El sólo hecho de dar y ayudar no es lo más valioso, ya que conceptualmente el cristianismo se hace más vivamente presente en toda su expresión cuando ayudamos sin recibir absolutamente nada a cambio, cuando lo hacemos sin que se enteren los demás, ni aún los que reciben esa ayuda directa. Es seguramente más difícil para el ser humano ser generosos, solidarios y al mismo tiempo desinteresados. Nuestra ayuda debe ser un compromiso constante, una reacción espontánea que se enriquece y alcanza plenitud cuando agregamos a ella la virtud de la caridad, cuando se realiza por amor, cuando se convierte en entrega desinteresada.

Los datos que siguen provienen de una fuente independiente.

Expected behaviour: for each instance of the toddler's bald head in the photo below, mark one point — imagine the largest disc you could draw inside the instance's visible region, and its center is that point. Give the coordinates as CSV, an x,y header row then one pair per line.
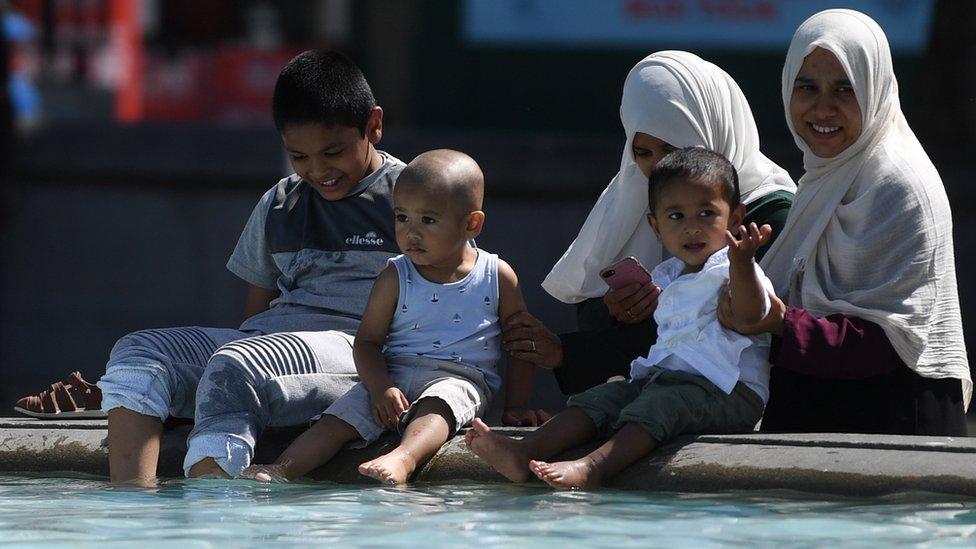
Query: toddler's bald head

Los invito a tomar como ejemplo el matrimonio: la solidaridad entre los esposos se perfecciona día a día, en todos los detalles de la vida cotidiana en pareja; debe ser así entonces nuestra disposición de solidaridad con otras personas, debe ser parte inamovible de nuestros actos de cada día.

Dios de manera sabia pone cada día a alguien en nuestro camino para que ayudemos, con una palabra, con un abrazo, simplemente escuchando. Aquí en el Hospice, cada jornada está llena de luz, los corazones llenos de amor y las manos prestas de manera urgente para la ayuda solidaria, amorosa y desinteresada.

Para terminar me despido de ustedes con un pensamiento de la Madre Teresa: “Sin nuestro sufrimiento, nuestra tarea no diferiría de la asistencia social”.

Que Dios los mantenga en la palma de Su mano.